Los personajes de Tercer Acto aparecen en ese ático (Josean, Mina Soria, apodada Anisette) o en París, Hugo, o un Julio Silvela Silva, que dirige la tertulia de La boule, y en el que hay que ver al filólogo Agustín García Calvo. «Nadie me lo había descrito y sin embargo aquel hombre de mediana edad, con patillas en boca de hacha que se unían a un bigote entrecano, amueblado con una casaca de hilo con faldones, chaleco amarillo limón, pantalón musulmán, collares multicolores y abundante pelambrera, solo podía ser un filósofo español, admirado poeta y reconocido lingüista, gran personaje que había puesto su inspiración también al servicio de la indumentaria, advirtiendo con ella y su resplandor que él si decía la verdad nada más que la verdad».
Marihuana y LSD
Tercer Acto va y viene en el tiempo. Salta del 63 al 71, del 2007 al 77. Idas y venidas de un grupo al que la muerte del dictador sorprende en París: «nos pilló por sorpresa, cuando menos lo esperábamos». Y el grupo sigue en la inercia del París de las universidades y de la bohemia. Y se suceden sesiones de LSD y marihuana con escenas carnavalescas como la visita del narrador con su amante, a la que apoda Cicciolina, al escritor Ernst Jünger. Los mejores pasajes de la novela son aquellos en los que Azúa despliega un humor ácido, maneja la navaja de la ironía y entra en la carne hasta el hueso. Luego tiene algún ramalazo pedante que lo arruina: «los pasteles tenían el sabor levemente ahumado de la transcendencia, eran feéricos, nocturnos y schubertianos».

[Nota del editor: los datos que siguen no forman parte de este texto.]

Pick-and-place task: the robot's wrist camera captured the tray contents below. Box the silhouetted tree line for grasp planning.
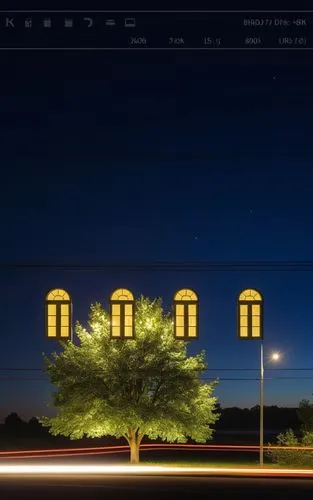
[215,405,300,431]
[0,406,301,438]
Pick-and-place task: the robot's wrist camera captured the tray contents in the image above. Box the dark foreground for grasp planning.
[0,475,313,500]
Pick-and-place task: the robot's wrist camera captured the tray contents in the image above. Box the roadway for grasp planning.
[0,474,313,500]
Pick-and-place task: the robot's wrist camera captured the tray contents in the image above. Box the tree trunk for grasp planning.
[125,429,143,465]
[129,436,140,465]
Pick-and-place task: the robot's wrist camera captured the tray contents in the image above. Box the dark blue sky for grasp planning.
[0,41,313,418]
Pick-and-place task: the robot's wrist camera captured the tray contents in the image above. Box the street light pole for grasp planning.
[260,340,264,467]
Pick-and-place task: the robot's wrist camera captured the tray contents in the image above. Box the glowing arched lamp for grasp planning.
[174,288,199,340]
[237,288,263,339]
[110,288,135,339]
[45,288,72,340]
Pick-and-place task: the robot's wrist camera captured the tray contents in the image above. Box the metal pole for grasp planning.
[260,340,264,467]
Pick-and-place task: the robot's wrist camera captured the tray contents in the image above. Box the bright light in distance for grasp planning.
[0,465,313,477]
[271,352,280,361]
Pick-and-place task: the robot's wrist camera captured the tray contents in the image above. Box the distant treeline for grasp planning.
[214,406,301,432]
[0,406,301,437]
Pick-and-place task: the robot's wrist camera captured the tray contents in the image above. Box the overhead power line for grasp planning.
[0,260,313,272]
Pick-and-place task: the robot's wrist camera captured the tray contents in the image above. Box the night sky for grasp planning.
[0,33,313,419]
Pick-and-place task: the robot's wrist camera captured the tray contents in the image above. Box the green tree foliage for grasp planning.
[41,297,219,463]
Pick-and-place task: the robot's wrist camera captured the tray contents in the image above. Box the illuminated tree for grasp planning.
[41,297,218,463]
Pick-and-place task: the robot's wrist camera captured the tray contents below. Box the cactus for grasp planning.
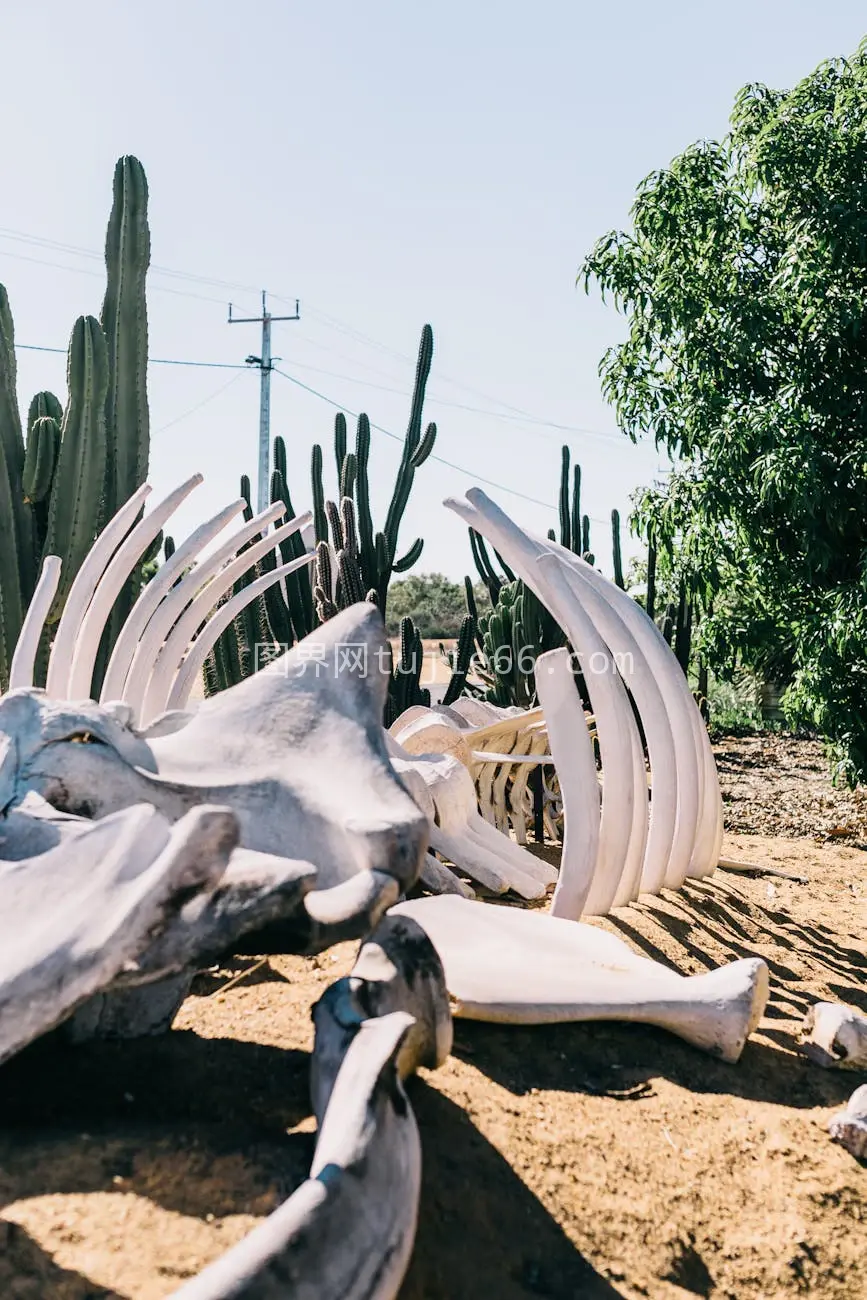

Tercer Acto termina con su mismo título, con el final trágico de algunos de los integrantes del grupo. Con la decepción por la España en la que resurge el nacionalismo en la Barcelona que Azúa abandonó: «el viejo barrio del vicio, que estaba cambiando a gran velocidad y se transformaría irremediablemente gracias al grupo de negocios que montarían los socialistas cuando se adueñaran del Ayuntamiento de Barcelona junto con empresarios de un inexistente antifranquismo. Aquellas fuerzas, que apenas llamaban la atención, se convertirían en un opresivo nacionalismo totalitario décadas más tarde…». Una España con la Universidad corrompida de moralismo dogmático, en «la que toda enseñanza seria está prohibida».
Tercer Acto es el retrato de una generación, o al menos de una parte de ella, su descenso por «todos los escalones hacia el desastre y la humillación de la vejez». En el reencuentro, como en la célebre escena de la Recherche de Proust, todos llevan máscaras, pero no es que estén disfrazados, es que son así.